In the midst of getting Starbucks to its core, Howard Schultz's leadership play the most important role of all. As the captain of the ship, great leaders are the ones that get their hands dirty, to keep things moving on; great leaders are the ones that are willing to set up precedent, a role model for followers; great leaders innovate, bringing new things to the table; great leaders will do whatever to prevent the ship from going down, and are willing to go down with it when it does; and great leaders protect their comrades. We are the leaders of ourselves, everybody is. Leadership skill comprised of more than the ones above, yet those above are the basics, and it applies to ourselves and in life.

"Onward" implied optimism with eyes wide open, a never ending journey that honored the past while reinventing the future.

"Onward" meant fighting with not just heart and hope, but also intelligence and operational rigor, striving to balance benevolence with accountability.
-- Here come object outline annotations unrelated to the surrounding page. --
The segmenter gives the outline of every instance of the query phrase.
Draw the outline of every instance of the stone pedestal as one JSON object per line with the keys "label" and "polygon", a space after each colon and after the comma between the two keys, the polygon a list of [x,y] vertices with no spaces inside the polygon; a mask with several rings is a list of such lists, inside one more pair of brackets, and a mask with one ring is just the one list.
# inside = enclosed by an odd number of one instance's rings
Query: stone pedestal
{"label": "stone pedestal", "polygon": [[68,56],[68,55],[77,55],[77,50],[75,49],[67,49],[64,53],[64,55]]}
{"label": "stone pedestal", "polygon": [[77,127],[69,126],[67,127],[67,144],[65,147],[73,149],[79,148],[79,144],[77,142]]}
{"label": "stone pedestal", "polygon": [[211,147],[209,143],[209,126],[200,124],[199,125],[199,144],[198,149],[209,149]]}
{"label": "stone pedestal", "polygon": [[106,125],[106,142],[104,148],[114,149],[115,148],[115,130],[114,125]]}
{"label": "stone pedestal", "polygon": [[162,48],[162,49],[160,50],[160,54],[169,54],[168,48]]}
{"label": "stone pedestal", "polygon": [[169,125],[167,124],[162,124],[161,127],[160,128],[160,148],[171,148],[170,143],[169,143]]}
"Onward" was about forging ahead with steadfast belief in ourselves while putting customers' needs first and respecting the power of competition.

"Onward" was about getting dirty but coming out clean; balancing our responsibility to shareholders with social conscience; juggling research and finances with instinct and humanity.

The Starbucks transformation story shows the desire to stay on the course, hard on the ground. A lot of companies will love to diversified, or expand from their main business so as to get more market share and profit. Yet a lot of time this move will unsoundly lead the business away from its core, and will later kill the essence of the business. For example, when Starbucks was in the hands of Jim Donald, a CEO successor to both Howard Schultz and Orin C. Smith, Starbucks actually served sandwich, and it's fresh baked, in the store. The sandwich was a hit, and it bring in additional income to the company. But Howard Schultz think that it's going to kill Starbucks, because now they have the aroma of fresh baked ham and cheese that will covered the aroma of the coffee. Along with this and other several reasons, Howard Schultz decided to return as CEO, because he need to bring Starbucks back on track, back to where it suppose to be. Although the road is rough, for example, shutting down all the stores in the United States, which results in huge losses, bringing in new espresso machines, killing off the sandwich, reinventing the instant coffee, as well as retraining all the staff by bringing in outside consultant, all of this require a lot of sacrifices both in time and money. Not only that, during the transformation, in order to keep cost down, Howard Schultz need to close a lot of stores, which put a lot of people out of jobs. It takes a lot of hard work, EQ, decisiveness, along with passion, love, and most importantly the people, to make the transformation a success.

I think in life, there's time when we choose what we don't like to do, because it is easy or because it is a trend that's everybody been following. When it happens, take a deep thought about it, and take time to ask ourselves whether we wanna stick with it. Make a decisive decision, and make the transition as soon as possible. Although it's hard, and although the road became rough, though it will be the best choices in life, because of passion, because of love, and that's enough to make everything else second.

"Onward" I think means finding back the truth identity and constantly reinventing for a better future. It implies for both companies and people.